How To Address Dietary Restrictions On Your Wedding Invitations

Should you let guests know that the wedding will be vegan?

The rules of wedding etiquette are constantly changing, making it difficult for modern brides, grooms and guests to find up-to-date and correct information. That’s why we launched #MannersMondays, a series in which we ask our followers on Twitter and Facebook to submit their most burning etiquette-related questions. Then, with the help of our team of etiquette experts, we get you the right answers to your biggest Big Day dilemmas.

Amber Harrison Wedding Papers Divas‘ resident etiquette expert — is here to help us answer this weeks food-related questions. Check them out below:

"My fiancé and I are vegan and plan to serve a vegan meal at our wedding. Should we notify guests in advance? How should we let them know that?"

It is always a nice idea to give guests a peek into the menu before they arrive, so anyone with any allergies or strict dietary restrictions can be prepared. This holds true if you plan on serving a vegan meal. On the response card you can add a short line above the meal choices that reads: 'Please indicate your vegan entrée selection,' or you can list something as simple as: 'A vegan dinner will be served.' Rest assured, your guests will be excited to celebrate and grateful for the clear communication regardless of the menu!

"I'm having a traditional, Jewish wedding but not serving Kosher food. Is there a way I should note that on the invitation, or inform guests who do keep Kosher?"

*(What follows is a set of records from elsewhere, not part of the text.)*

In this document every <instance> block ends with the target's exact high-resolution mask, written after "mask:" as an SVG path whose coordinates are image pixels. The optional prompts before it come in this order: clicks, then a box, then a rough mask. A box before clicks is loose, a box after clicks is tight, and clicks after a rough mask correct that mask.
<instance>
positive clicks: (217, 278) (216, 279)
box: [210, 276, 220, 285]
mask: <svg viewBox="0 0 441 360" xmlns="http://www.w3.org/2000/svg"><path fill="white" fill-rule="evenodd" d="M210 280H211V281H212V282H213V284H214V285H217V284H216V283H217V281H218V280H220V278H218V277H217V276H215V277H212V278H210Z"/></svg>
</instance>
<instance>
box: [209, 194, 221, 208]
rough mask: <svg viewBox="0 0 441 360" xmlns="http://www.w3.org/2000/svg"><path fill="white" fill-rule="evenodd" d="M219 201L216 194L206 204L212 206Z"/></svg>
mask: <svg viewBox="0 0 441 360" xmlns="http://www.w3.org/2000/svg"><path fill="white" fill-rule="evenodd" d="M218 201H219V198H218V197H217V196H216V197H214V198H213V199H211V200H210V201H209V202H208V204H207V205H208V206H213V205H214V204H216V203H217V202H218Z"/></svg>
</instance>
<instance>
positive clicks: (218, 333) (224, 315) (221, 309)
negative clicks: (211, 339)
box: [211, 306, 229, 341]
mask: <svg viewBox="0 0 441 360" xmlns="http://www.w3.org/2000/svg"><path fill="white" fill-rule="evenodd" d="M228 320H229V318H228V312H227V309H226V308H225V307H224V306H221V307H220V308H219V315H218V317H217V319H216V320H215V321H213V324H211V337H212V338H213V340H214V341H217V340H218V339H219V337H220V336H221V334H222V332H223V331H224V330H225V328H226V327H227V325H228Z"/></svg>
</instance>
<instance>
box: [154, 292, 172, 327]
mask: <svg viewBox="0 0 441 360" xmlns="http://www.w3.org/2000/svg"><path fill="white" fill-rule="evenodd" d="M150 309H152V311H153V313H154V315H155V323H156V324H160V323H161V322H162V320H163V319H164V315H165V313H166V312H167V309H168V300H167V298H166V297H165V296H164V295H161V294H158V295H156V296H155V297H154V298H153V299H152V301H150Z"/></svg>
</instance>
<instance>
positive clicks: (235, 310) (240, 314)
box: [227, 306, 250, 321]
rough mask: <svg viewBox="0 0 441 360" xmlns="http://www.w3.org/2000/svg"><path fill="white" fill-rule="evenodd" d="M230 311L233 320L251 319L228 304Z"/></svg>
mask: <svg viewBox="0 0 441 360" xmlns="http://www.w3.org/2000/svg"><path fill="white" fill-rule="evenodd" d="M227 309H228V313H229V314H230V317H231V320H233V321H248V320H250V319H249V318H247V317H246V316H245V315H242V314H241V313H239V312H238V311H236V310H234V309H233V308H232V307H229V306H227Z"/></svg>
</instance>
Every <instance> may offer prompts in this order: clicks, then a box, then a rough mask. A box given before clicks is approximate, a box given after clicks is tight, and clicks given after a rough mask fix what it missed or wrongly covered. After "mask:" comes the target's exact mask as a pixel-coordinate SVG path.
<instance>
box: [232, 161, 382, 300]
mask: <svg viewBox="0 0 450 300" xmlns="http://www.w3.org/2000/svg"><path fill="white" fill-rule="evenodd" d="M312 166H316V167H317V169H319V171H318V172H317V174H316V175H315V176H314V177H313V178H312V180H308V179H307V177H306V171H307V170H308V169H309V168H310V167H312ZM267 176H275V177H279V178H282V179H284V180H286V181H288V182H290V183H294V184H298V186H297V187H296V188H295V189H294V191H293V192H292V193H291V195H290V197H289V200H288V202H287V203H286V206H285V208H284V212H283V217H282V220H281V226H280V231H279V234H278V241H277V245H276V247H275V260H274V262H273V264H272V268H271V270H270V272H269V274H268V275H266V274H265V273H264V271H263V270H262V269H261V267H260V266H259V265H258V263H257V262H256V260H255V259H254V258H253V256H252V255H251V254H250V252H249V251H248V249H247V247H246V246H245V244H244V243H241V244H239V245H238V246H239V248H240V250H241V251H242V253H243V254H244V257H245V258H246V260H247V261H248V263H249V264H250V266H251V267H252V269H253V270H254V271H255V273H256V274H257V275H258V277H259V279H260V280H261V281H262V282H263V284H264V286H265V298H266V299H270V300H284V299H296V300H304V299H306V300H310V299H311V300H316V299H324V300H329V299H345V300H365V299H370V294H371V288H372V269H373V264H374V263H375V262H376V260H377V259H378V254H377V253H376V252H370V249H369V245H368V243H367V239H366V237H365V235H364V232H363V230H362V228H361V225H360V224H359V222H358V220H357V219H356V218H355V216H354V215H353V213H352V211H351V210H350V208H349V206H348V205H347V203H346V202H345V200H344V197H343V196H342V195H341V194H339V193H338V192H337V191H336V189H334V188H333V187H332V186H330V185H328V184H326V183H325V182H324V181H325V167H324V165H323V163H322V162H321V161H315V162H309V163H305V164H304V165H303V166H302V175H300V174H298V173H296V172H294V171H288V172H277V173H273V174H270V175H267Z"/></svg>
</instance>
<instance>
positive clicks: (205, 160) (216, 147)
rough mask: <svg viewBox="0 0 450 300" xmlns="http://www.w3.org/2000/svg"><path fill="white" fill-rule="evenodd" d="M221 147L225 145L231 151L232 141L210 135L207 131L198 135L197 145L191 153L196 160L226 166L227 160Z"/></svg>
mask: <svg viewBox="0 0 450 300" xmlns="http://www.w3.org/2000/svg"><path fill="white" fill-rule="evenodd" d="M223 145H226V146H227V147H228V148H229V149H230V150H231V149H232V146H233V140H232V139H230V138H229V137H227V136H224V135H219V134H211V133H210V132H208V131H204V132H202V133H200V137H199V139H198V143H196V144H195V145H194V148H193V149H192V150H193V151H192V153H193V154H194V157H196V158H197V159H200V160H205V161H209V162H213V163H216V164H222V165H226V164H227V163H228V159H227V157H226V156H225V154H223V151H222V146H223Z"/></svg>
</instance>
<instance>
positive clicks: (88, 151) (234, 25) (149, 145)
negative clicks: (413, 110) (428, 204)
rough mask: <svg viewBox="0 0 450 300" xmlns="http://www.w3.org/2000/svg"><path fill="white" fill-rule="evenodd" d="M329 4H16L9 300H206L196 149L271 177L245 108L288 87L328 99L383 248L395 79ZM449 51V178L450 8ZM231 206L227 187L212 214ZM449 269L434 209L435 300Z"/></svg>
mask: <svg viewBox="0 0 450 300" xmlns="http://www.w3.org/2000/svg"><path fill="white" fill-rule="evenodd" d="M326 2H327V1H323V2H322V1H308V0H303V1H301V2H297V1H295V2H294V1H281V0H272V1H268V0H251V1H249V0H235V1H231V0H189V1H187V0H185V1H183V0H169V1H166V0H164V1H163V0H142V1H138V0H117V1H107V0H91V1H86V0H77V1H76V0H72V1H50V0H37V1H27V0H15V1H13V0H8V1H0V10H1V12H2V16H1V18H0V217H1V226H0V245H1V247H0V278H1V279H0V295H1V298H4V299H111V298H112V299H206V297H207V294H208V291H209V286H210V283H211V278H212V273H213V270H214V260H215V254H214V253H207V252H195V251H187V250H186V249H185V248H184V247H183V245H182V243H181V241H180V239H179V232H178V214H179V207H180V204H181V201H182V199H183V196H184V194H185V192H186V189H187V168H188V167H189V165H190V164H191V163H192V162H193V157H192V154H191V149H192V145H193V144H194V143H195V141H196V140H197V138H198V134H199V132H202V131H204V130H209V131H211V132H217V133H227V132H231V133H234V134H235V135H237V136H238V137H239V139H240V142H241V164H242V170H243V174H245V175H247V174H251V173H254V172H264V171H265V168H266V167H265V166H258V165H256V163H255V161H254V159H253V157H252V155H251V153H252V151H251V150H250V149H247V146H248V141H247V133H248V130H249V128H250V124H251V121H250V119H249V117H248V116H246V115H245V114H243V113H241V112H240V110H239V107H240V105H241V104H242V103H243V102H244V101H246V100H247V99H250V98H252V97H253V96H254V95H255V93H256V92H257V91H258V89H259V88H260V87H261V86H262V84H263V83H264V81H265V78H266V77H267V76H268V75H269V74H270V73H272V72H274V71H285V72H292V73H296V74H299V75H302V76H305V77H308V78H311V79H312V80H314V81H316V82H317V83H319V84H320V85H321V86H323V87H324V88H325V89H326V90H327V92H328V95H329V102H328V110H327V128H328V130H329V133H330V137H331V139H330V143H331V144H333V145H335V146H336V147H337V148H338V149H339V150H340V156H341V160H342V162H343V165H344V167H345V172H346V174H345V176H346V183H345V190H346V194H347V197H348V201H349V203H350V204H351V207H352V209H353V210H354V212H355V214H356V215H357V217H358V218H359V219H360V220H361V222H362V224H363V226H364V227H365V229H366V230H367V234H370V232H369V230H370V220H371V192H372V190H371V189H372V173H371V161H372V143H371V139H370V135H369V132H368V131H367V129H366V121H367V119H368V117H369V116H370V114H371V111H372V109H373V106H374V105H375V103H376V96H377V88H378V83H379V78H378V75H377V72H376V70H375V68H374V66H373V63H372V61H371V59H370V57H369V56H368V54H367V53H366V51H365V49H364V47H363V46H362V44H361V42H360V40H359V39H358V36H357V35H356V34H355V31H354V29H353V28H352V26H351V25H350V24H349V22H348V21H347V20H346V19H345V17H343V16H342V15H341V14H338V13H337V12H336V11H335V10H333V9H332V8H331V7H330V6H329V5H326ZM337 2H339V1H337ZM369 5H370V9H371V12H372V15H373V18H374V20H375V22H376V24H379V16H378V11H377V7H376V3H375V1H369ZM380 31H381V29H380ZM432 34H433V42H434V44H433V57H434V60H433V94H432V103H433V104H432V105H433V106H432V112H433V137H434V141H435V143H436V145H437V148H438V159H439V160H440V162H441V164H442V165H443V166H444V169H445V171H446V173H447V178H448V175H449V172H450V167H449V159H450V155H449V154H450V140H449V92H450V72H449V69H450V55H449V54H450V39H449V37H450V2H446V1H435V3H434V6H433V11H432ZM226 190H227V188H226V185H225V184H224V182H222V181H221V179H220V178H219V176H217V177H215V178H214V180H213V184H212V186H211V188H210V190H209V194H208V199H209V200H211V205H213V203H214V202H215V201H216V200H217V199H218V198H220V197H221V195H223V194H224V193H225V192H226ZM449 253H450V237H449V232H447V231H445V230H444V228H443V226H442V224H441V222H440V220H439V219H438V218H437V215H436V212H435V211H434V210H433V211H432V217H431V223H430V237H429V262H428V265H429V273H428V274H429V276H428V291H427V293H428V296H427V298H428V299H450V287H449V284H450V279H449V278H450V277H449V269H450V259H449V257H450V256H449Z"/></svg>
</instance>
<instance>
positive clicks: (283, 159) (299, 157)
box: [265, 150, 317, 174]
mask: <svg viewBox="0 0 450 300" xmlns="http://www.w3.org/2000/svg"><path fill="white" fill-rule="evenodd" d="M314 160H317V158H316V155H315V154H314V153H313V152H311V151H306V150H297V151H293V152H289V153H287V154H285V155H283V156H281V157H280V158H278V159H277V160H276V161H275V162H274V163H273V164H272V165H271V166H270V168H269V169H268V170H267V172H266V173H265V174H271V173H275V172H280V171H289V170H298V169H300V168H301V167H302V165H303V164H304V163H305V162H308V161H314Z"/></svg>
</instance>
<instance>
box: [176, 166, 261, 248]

If you are planning a traditional Jewish wedding, it is probably safe to assume that there will be guests in attendance who do keep a strict Kosher diet. In this case, I believe it is important to inform all guests that a Kosher meal will not be served, so they can be prepared. The best place to let guests know about meal selections is on the response card. Many stationers can help you add meal selection options to your response card and it would be easy to include a line about the menu. For example: 'Meals will be prepared in a non-Kosher kitchen.'

If you’d like to go out of your way to make any Kosher-keeping guests fed, it might be nice to offer a few hors d'oeuvres or other snacks that are labeled with a small 'Kosher' label. This is not an obligation but would certainly be an appreciated gesture.